My point to all this is that if you've developed two sequences, one for corners and one for edges, your still going to need to apply setup moves to actually place all the pieces. Everyone is going to recognize that depending on the setup moves you use, sometimes the edge or corner will be cycled into place with the correct orientation and sometimes it wont. Orientation is going to seem like a daunting task on its own and most reasonable solvers would choose to handle orientation with the setup moves alone. Why search for and learn sequences to handle the orientation of pieces when you can adjust (even using trial-and-error!) your setup moves until the pieces are cycled into place with the correct orientation.
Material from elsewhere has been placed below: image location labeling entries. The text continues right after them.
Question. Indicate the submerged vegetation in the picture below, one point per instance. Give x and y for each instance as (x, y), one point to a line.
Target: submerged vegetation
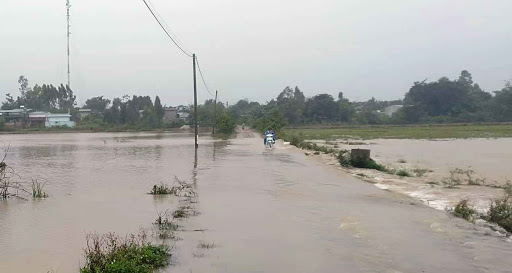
(464, 210)
(180, 188)
(403, 173)
(500, 213)
(160, 189)
(459, 177)
(206, 245)
(110, 253)
(37, 189)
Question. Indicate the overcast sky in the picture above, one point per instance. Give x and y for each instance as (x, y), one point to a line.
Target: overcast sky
(253, 49)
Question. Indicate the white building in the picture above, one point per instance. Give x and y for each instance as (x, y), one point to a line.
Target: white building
(390, 110)
(59, 120)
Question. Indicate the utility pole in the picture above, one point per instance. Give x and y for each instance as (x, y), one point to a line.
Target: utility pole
(215, 113)
(68, 6)
(195, 100)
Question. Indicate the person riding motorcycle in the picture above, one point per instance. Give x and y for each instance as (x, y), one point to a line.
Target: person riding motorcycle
(269, 131)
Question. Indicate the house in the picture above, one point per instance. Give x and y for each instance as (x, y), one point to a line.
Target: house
(170, 114)
(82, 113)
(390, 110)
(59, 120)
(15, 118)
(184, 116)
(37, 119)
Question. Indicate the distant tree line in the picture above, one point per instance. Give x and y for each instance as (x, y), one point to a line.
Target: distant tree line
(44, 97)
(441, 101)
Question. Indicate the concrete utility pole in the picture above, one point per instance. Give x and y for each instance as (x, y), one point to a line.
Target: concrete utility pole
(195, 100)
(215, 113)
(68, 6)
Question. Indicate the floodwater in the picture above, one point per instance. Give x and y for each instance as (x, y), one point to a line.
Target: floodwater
(488, 158)
(264, 210)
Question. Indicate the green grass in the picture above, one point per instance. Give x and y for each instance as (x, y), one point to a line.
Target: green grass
(464, 210)
(421, 172)
(37, 189)
(500, 213)
(404, 132)
(160, 189)
(403, 173)
(112, 254)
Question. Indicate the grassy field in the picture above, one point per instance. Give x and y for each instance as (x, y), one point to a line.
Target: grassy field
(404, 132)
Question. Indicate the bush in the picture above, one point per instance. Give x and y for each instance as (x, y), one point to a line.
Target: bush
(225, 124)
(162, 189)
(463, 210)
(403, 173)
(366, 163)
(112, 254)
(500, 213)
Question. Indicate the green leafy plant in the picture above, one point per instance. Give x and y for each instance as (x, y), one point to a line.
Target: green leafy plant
(500, 213)
(464, 210)
(403, 173)
(110, 253)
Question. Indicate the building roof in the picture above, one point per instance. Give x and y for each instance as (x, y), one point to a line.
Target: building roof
(58, 115)
(15, 111)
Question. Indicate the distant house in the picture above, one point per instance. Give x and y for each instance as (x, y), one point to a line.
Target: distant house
(82, 113)
(170, 114)
(59, 120)
(15, 118)
(184, 116)
(37, 119)
(390, 110)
Even if a solver happened to wind up with the last few pieces in their correct position but wrong orientation, I doubt they would go searching for orientation-only sequences. It is much more likely that they would just cycle the pieces out of place. Then apply setup moves to them so that when they are cycled them back they go in with the correct orientations.

So to summarize this long winded post: I totally agree with Elwyn. Two short algorithms for the Rubik's cube and that's it. Breaking the puzzle into separate positioning and orienting phases is actually more complex and imposes unnecessary complications. Using two sequences is not fast and it won't be move-efficient. It is definitely simple though.
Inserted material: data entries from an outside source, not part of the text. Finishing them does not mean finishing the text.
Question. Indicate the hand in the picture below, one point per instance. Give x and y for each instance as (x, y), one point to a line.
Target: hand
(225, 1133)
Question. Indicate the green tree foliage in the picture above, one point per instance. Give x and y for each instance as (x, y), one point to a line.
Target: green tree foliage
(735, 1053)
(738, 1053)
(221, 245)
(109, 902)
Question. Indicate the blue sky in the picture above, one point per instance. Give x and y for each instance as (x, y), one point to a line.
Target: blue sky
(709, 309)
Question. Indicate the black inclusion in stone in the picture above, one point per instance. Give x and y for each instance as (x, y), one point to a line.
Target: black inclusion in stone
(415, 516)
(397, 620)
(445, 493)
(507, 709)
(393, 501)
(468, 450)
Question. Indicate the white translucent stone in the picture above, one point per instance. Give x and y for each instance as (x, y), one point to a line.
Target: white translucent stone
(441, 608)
The 1-commutator-sequence-per-piece solving strategy happens to work very well for almost every twisty puzzle. If your goal is simplicity it just doesn't make sense to develop more than one sequence when you can handle all the other sequences using a 3-cycle and a few setup moves.

Edit: My apologies to Elwyn, I spelled his name wrong. It's kinda scary that I without studying each letter in sequence I can't see the difference between "Elwyn" and "Elywn".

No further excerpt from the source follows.